Wyciągnęli wnioski po porażce w Kielcach. Tego muszą się wystrzegać

Materiały prasowe / Orlen Superliga / Na zdjęciu: mecz Industria - Rebud KPR
Materiały prasowe / Orlen Superliga / Na zdjęciu: mecz Industria - Rebud KPR

- Chciałbym, żeby Ostrów zobaczył dobry mecz piłki ręcznej - powiedział Bartłomiej Tomczak, zawodnik Rebud KPR Ostrovia. Jego zespół we wtorek zmierzy się z potęgą - Industrią Kielce. Szczypiornista wie, czego biało-czerwoni muszą uniknąć.

Szczypiorniści Rebud KPR Ostrovia Ostrów Wielkopolski rozgrywają najlepszy sezon w historii. Podopieczni Kima Rasmussena w dalszym ciągu pozostają w walce o najwyższe cele. We wtorek czeka ich jednak drugie spotkanie z Industrią Kielce. Biało-czerwonym daleko będzie do miana faworyta - tym bardziej, że w Hali Legionów przegrali aż 22:42.

- Na pewno drużyna, która jest w półfinale, nie powinna sobie pozwolić na taką ilość strat. To mnie boli jako zawodnika, który grał i trochę oglądał w drugiej połowie z boku. Na pewno inne oczekiwania były w naszych głowach. Może nie, że przyjedziemy wygrać, ale że pokażemy się z dobrej strony. Bo zasługujemy na to, bo ten sezon jest dla nas wyjątkowy - skomentował tamto spotkanie Bartłomiej Tomczak.

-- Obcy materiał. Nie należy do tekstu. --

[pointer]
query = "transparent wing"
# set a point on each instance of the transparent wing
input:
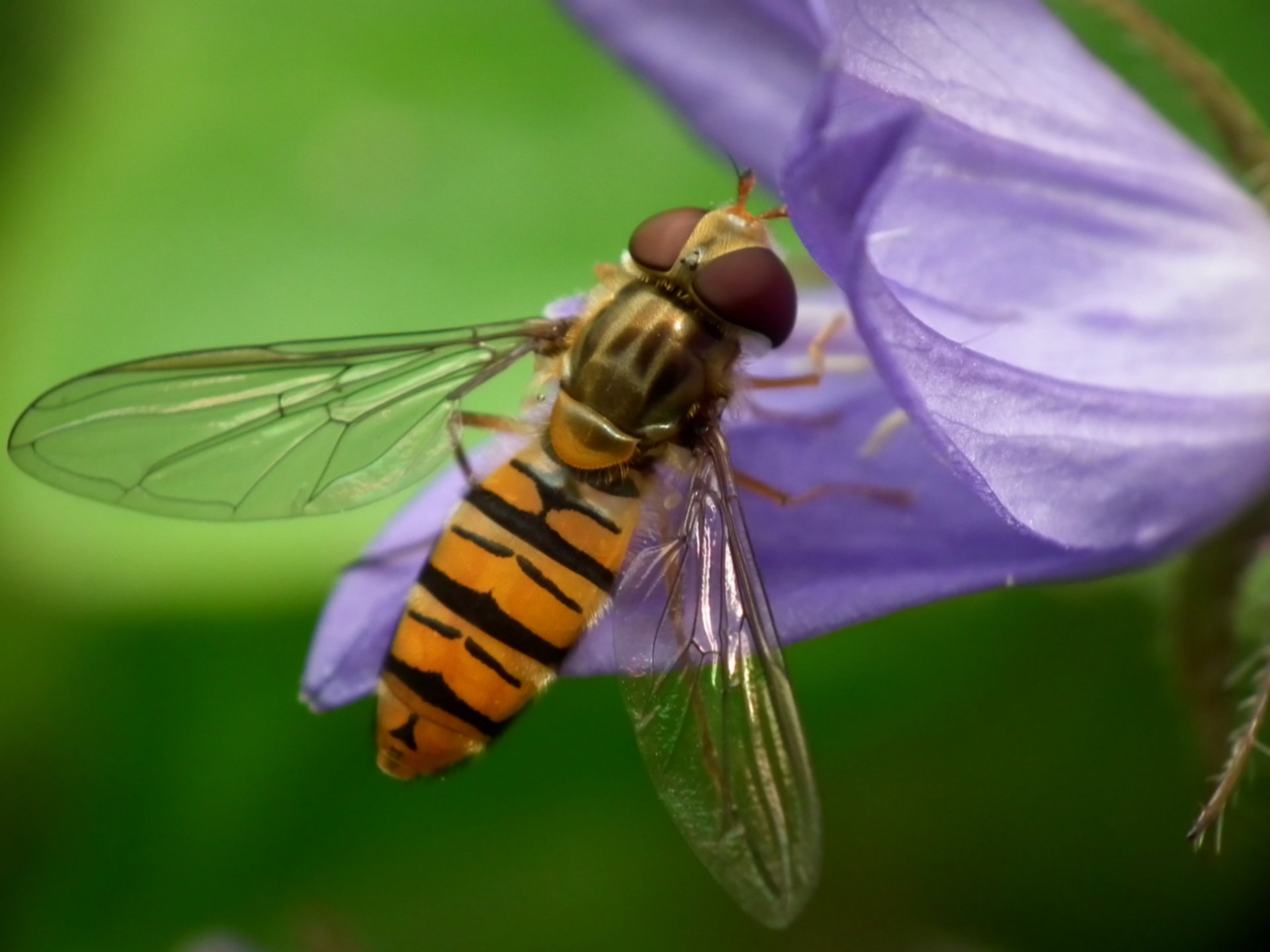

ZOBACZ WIDEO: Anita Włodarczyk zaskoczyła internautów. Takiego ćwiczenia nie widzieli

Zawodnik klubu z Ostrowa podkreślił, że założenia taktyczne przed meczem w Kielcach były zupełnie inne. Porażała przede wszystkim liczba prostych błędów oraz strat. Szczypiorniści Rebud KPR nie zamierzają jednak odpuszczać.

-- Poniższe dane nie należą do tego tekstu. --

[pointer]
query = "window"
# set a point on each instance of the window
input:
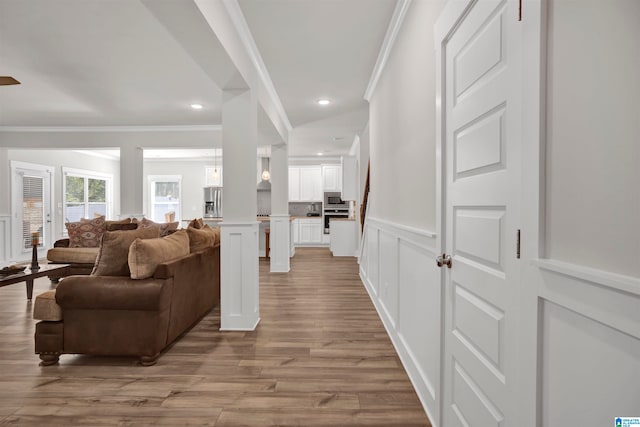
(86, 194)
(164, 197)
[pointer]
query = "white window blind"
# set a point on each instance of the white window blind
(32, 208)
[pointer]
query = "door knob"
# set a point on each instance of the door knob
(444, 259)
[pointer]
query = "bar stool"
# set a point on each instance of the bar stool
(267, 232)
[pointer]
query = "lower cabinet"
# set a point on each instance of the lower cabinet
(307, 231)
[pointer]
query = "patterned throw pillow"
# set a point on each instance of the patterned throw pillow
(164, 227)
(85, 233)
(113, 258)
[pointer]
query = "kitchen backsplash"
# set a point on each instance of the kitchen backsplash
(302, 208)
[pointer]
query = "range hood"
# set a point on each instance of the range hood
(265, 184)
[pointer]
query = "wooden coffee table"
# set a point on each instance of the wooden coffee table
(29, 276)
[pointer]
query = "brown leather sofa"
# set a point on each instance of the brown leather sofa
(80, 260)
(117, 315)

- Pokazaliśmy ostatnio po ciężkiej przegranej w Gdańsku, gdzie praktycznie mieliśmy zamknięty ćwierćfinał, że potrafiliśmy się podnieść na mecz w Ostrowie. Mam nadzieję, że teraz też będziemy potrafić się podnieść na rewanż - tłumaczył.

- Cała hala jest wyprzedana. Wiemy, że kibice pomogą nam wrócić na właściwe tory i żeby to był fajny mecz, bo półfinał mistrzostw Polski to świetne wydarzenie. Chciałbym, żeby Ostrów zobaczył dobry mecz piłki ręcznej - dodał Tomczak.

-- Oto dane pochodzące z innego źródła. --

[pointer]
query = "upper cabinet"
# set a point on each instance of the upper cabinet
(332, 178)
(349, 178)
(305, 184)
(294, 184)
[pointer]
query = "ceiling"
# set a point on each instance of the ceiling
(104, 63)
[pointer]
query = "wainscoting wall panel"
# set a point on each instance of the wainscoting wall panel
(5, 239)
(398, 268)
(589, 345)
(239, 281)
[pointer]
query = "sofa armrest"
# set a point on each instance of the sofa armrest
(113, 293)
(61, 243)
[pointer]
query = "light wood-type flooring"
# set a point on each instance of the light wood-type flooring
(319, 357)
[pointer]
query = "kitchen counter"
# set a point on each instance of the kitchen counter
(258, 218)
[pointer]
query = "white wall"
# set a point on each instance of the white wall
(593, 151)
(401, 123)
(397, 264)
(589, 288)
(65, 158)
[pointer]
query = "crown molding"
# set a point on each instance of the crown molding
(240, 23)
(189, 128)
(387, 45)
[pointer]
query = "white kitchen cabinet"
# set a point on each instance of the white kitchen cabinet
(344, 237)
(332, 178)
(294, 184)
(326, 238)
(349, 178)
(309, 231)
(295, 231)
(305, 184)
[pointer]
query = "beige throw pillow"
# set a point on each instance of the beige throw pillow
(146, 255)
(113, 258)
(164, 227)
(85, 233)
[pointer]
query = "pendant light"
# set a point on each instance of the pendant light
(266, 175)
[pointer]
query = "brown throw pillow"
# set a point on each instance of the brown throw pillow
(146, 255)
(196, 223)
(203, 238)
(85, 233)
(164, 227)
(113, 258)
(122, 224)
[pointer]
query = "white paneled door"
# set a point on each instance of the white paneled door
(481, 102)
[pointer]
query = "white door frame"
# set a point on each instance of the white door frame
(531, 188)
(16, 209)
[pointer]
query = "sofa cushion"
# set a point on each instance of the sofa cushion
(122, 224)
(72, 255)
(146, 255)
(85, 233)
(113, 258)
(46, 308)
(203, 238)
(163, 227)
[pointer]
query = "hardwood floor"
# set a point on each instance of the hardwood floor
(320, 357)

39-latek ma na swoim koncie występy w takich klubach jak Vive Kielce, Zagłębie Lubin czy Górnik Zabrze. Były reprezentant kraju wie, czego muszą wystrzegać się biało-czerwoni, aby pokazać się z jak najlepszej strony.

- Przede wszystkim musimy wyeliminować proste błędy. My z kontry rzuciliśmy 1-2 bramki w tym meczu, a drużyna Industrii 17 lub więcej, więc wyeliminować te proste błędy, ukraść trochę czasu, starać się nie robić błędów, żeby kontrataków było jak najmniej. To jest ABC piłki ręcznej. Traciliśmy piłki podając metr od siebie i to nie powinno się zdarzać - zakończył.

Mecz Rebud KPR Ostrovia Ostrów Wielkopolski - Industria Kielce odbędzie się we wtorek, 20 maja o godz. 20:30 w hali 3mk Arena w Ostrowie.